Today, my friend receives a phishing email at their actual personal email address, realname@commonemailprovider.com: “Hello Uncommonfakename, your Paypal account at realname@commonemailprovider.com has detected unusual activity, bitcoin, call us, blah blah.” (My friend does in fact have a Paypal account at that email address.)
I don’t understand what happened in this situation: how did the fake name used in the account creation get linked to their actual email address, and by whom? I feel like I’m not really understanding privacy unless I understand the answers to these kind of question and cannot develop a good privacy strategy for a given threat model. Any resources would be appreciated–thanks!
It is unlikely but certainly not possible that your account creation and payment for the blog was corroborated with the IP address of your friend’s place if you did not use a VPN. It may be possible that someone may be or could have been monitoring such kind of an activity to connect the dots.
Also, you changed the name after the account creation. Once a name is input and then you change your name, your original name on which the account was made does not delete itself from the service’s servers. A sophisticated attacker can connect the dots.

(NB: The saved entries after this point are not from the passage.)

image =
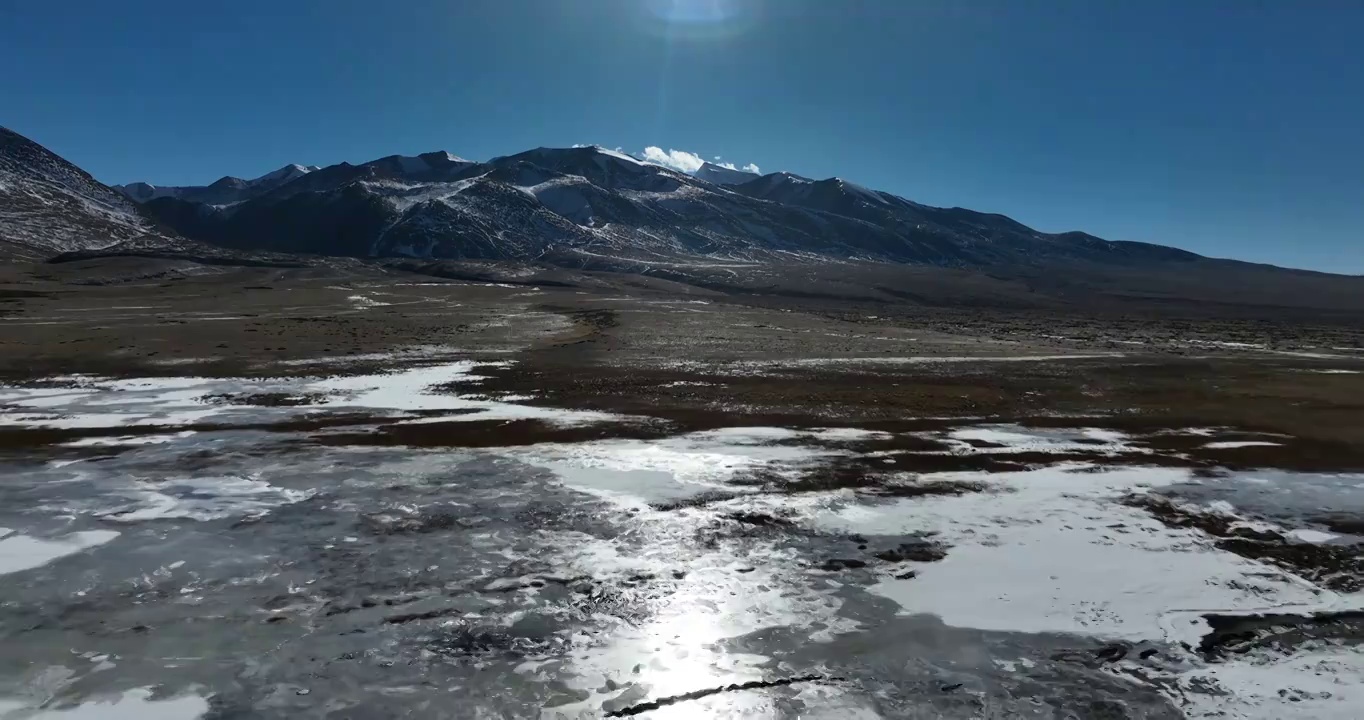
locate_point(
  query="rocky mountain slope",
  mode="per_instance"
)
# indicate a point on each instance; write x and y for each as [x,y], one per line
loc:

But these are my best guesses on what could have happened. But there could be more if we knew more about your OPSEC.
Aha, that is helpful–we were not using a VPN. And yes, I understand your point about the name being an input. But the email address was never an input, so the attacker would have to be sending the phishing emails to, like, realname[at]hotmail, realname[at]yahoo, and so on, right?
I guess I’m getting from your reply that the VPS provider’s servers could well be frequently or constantly under attack by sophisticated attackers. It’s possible that a VPN would have helped in this case. Anything else we should have done? I am not sure we really had anything in terms of opsec other than what I already described.
The relationship is the fake name. So I changed the name to something random and ridiculous, totally unconnected to anyone / either of us, like Philemon Humpback, and the phishing email said,
Hello Philemon Humpback!
A VPN could have helped but I can’t say it would have helped in this case because we don’t know how this phishing attempt with the correct info was made. Using a good VPN doesn’t hurt whatsoever so one ought be using it no matter.
As to what more you could have done? I don’t know because again, we don’t know how this attempt was made. Following all the best practices Privacy Guides and Techlore teaches is a great way to avoid this sort of things happening in the future.
The friends full name, address and virtual credit card (from their bank) was used.
An Alias-throw-away email account was used.
Changed the accounts name and address after creation to fake ones.
Somehow a Spam email was sent to the friends actual email address using the fake name.
Everything points to the VPS account itself being monitored, data collected and correlated (i.e., the friends real name and address (possibly even a linkage to the bank information on the virtual card?) could be used to find their detailed information. The fake account name would be inserted into the message.)
It could go so far as to relate to them having an actual PayPal account, or that could just be phishing.
Do I have this right?
Data brokers have been collecting our detailed information into large repositories. It is something I have heard called “surveillance capitalism” and snuck up on us.
This website is one of the best sources of “best practices” to learn from that I have found and to start clawing back simple privacy in this new world.